The Torres Strait Treaty
Emeritus Professor Donald Denoon
The fourth RG Neale Lecture was delivered by Emeritus Professor Donald Denoon of the Australian National University on the 1978 Torres Strait Treaty.
The lecture was given at the Department of Foreign Affairs and Trade in Canberra on 5 November 2009, before an audience including academics, members of Professor Neale’s family, and former and current Department of Foreign Affairs officials.
The Torres Strait Treaty is an agreement between Australia and Papua New Guinea that describes the boundaries between the two countries and how the sea area may be used. There are two main boundaries – the Seabed Jurisdiction Line and the Fisheries Jurisdiction Line – as well as a Protected Zone. The Treaty takes account of traditional activities (including sea and land use, trade, ceremonies and social gatherings) of the indigenous residents of the Torres Strait area.
Professor Denoon’s presentation discussed how the national governments of Australia and Papua New Guinea, the Queensland state government and Torres Strait Island representatives negotiated a successful and durable Torres Strait Treaty. The Treaty was signed in December 1978, three years after Papua New Guinea attained independence.

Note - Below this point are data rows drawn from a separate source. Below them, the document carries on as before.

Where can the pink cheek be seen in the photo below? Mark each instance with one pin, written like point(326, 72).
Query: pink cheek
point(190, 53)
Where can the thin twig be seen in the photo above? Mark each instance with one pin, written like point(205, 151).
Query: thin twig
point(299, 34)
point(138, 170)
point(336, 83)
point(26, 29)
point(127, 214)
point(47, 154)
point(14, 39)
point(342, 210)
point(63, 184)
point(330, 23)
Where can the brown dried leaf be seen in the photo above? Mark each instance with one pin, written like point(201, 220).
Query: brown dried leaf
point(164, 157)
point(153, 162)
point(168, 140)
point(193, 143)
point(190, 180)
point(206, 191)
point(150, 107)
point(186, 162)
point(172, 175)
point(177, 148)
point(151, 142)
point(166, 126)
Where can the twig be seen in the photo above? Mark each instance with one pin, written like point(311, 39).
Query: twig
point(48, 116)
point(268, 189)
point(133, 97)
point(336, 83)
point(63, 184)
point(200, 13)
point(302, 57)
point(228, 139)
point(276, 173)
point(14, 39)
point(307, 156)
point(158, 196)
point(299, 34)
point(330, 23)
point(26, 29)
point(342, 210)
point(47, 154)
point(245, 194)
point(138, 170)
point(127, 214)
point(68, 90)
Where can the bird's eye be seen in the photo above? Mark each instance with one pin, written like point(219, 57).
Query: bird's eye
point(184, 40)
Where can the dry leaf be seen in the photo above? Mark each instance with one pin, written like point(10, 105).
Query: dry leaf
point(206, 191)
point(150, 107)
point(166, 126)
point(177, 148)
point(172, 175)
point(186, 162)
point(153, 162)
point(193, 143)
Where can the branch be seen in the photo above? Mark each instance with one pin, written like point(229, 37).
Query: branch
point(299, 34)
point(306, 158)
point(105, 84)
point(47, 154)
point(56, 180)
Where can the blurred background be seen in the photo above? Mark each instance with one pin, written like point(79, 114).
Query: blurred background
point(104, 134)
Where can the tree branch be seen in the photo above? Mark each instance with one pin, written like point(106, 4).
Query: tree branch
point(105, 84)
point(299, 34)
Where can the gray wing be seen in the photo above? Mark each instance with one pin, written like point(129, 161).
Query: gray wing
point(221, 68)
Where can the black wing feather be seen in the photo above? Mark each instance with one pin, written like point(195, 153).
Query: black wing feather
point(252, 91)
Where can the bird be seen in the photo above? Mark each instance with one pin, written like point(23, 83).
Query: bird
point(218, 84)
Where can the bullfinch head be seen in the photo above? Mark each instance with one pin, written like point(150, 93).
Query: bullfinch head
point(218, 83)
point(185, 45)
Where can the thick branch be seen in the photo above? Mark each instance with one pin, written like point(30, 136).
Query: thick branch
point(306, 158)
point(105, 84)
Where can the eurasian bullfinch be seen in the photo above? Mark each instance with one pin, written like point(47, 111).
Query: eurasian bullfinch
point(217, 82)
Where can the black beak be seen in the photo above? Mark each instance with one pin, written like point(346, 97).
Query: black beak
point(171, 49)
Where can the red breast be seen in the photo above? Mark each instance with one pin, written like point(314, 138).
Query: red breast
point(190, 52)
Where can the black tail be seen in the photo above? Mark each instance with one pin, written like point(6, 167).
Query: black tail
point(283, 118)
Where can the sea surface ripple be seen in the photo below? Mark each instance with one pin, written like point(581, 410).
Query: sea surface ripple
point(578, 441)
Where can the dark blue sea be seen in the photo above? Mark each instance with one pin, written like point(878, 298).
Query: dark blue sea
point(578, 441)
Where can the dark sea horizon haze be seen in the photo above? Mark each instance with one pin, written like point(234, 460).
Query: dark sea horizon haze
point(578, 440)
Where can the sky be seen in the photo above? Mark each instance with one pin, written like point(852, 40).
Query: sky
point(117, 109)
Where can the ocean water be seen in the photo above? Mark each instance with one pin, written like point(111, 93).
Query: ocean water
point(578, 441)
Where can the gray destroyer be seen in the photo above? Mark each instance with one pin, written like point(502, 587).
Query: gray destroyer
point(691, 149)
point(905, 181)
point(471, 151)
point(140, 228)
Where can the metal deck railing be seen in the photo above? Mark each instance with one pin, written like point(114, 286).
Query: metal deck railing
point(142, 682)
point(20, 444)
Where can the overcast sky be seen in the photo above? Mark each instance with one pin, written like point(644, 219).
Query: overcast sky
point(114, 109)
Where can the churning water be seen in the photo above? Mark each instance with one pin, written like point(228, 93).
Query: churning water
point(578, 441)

The National Archives holds a range of records about the Torres Strait Treaty. Records of the Department of Foreign Affairs, the Attorney-General’s Department, the Department of the Prime Minister and Cabinet, and the Department of Immigration and Ethnic Affairs document the negotiation of the treaty. Digital copies of some of these records are available for viewing through the Archives’ collection database, RecordSearch. For further information about records relating to the 1978 Torres Strait Treaty, see Fact Sheet – Torres Strait Treaty, 1978.
Donald Denoon biographical note
Donald Denoon was educated in South Africa and Cambridge. From 1966 to 1972 he was Lecturer in History at Makerere University, Uganda, and from 1972 to 1981 was Professor of History at the University of Papua New Guinea. Professor Denoon became Professor of Pacific History at the Australian National University in 1990, and is currently Emeritus Professor and Visiting Fellow at the Division of Pacific and Asian History, the Australian National University.
Professor Denoon was general editor of the Cambridge History of the Pacific Islanders (Cambridge University Press, 1997). He has written extensively on Australia’s relations with Pacific countries as well as on Papua New Guinea. His publications include Getting Under the Skin: The Bougainville Copper Agreement and the Creation of the Panguna Mine (with Philippa Mein-Smith and Marivic Wyndham; Melbourne University Press, 2000), A History of Australia, New Zealand, and the Pacific (Blackwell, 2000), and Public Health in Papua New Guinea: Medical Possibility and Social Constraint, 1884–1984 (with Kathleen Dugan and Leslie Marshall; Cambridge University Press, 1989).